Use of seagrass wrack in restoring disturbed Australian saltmarshes

  • Published source details Chapman M.G. & Roberts D.E. (2004) Use of seagrass wrack in restoring disturbed Australian saltmarshes. Ecological Management & Restoration, 5, 183-190.


This study is summarised as evidence for the following.

Action Category

Add surface mulch: brackish/salt marshes

Action Link
Marsh and Swamp Conservation
  1. Add surface mulch: brackish/salt marshes

    A replicated, paired, controlled study in 1999–2001, aiming to create a saltmarsh on a lagoon sandflat in New South Wales, Australia (Chapman & Roberts 2004) found that mulched plots were more likely to contain glasswort Sarcocornia quinqueflora than unmulched plots, but that mulching typically had no significant effect on glasswort biomass, glasswort cover or plant species richness (because of high variability between plots). After 20 months, glasswort was present in a significantly greater proportion of mulched plots (89%) than unmulched plots (56%).

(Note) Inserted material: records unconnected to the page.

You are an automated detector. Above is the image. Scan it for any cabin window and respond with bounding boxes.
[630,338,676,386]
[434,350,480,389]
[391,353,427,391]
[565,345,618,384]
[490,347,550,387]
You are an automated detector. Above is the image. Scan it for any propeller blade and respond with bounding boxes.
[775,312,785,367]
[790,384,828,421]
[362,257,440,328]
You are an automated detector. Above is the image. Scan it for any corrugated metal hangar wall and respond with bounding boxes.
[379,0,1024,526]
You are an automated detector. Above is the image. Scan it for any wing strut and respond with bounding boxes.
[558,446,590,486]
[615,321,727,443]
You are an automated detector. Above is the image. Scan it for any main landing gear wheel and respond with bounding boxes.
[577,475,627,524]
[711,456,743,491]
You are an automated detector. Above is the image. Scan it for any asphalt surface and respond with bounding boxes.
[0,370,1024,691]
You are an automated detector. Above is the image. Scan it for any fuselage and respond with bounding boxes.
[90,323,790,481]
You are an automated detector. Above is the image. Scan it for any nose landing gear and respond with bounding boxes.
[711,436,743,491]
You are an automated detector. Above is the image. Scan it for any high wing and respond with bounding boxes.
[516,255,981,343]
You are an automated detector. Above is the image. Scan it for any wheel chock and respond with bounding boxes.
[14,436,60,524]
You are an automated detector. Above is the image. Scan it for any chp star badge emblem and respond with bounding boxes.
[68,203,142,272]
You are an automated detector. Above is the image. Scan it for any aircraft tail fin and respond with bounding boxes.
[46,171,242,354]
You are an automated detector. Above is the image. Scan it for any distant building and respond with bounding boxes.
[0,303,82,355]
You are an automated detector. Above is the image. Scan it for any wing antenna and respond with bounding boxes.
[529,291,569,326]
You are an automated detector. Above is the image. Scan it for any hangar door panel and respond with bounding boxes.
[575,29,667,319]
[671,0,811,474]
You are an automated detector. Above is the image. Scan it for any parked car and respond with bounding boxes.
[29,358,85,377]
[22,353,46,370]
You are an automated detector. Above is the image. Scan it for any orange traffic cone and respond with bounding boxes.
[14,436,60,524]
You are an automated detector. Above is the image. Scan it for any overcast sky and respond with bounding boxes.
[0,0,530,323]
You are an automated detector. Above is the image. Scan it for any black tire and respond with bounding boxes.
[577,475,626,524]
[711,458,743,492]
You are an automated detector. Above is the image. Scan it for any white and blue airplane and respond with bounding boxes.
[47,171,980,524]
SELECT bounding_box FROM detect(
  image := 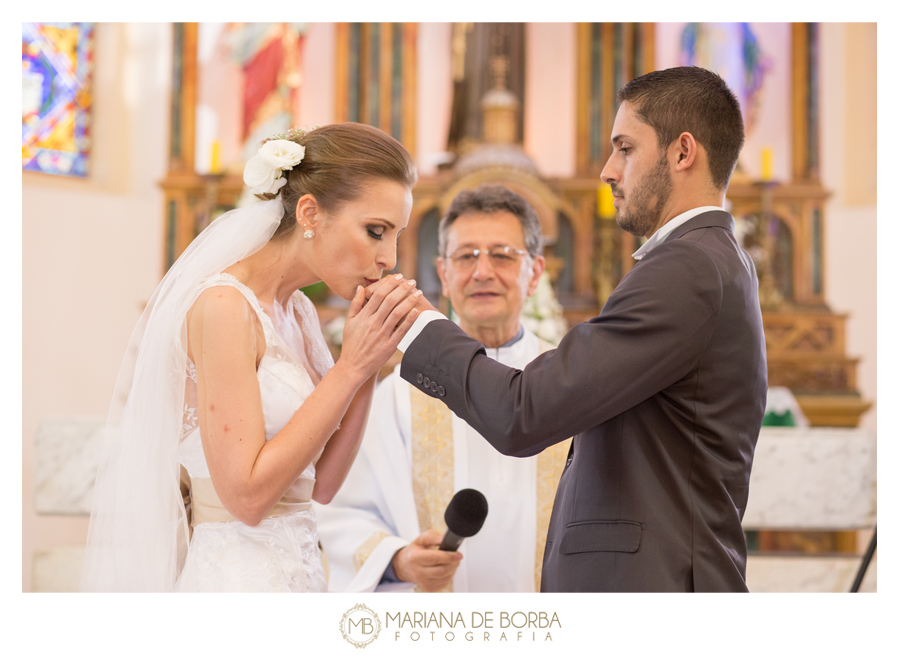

However, above-ground glasswort biomass was statistically similar in mulched (9–19 g/units not clear) and unmulched plots (8–11 g/units not clear). Over the two years following intervention, glasswort cover was statistically similar under each treatment in 6 of 10 comparisons (for which mulched: 4–43%; unmulched: 4–19%). In the other comparisons, mulching either increased glasswort cover or had variable effects across the site (see original paper). Meanwhile, plant species richness was similar under each treatment in 11 of 11 comparisons (mulched: 1–4 species/4 m2; unmulched: 1–3 species/4 m2). Methods: In October 1999, forty 4-m2 plots were established (in two sets of 20) on almost-bare sediment next to a patchy salt marsh. Twenty plots (10 plots/set) were mulched with seagrass and seaweed (5–10 cm layer). Mulch was reapplied when it thinned or was blown away. Plant species and cover were surveyed 10–11 times over two years after mulching. In June 2001, glasswort shoots were cut from 12 plots, then air-dried and weighed. Roughly half way through the study, some plots were damaged by motorbike riders (further details not reported).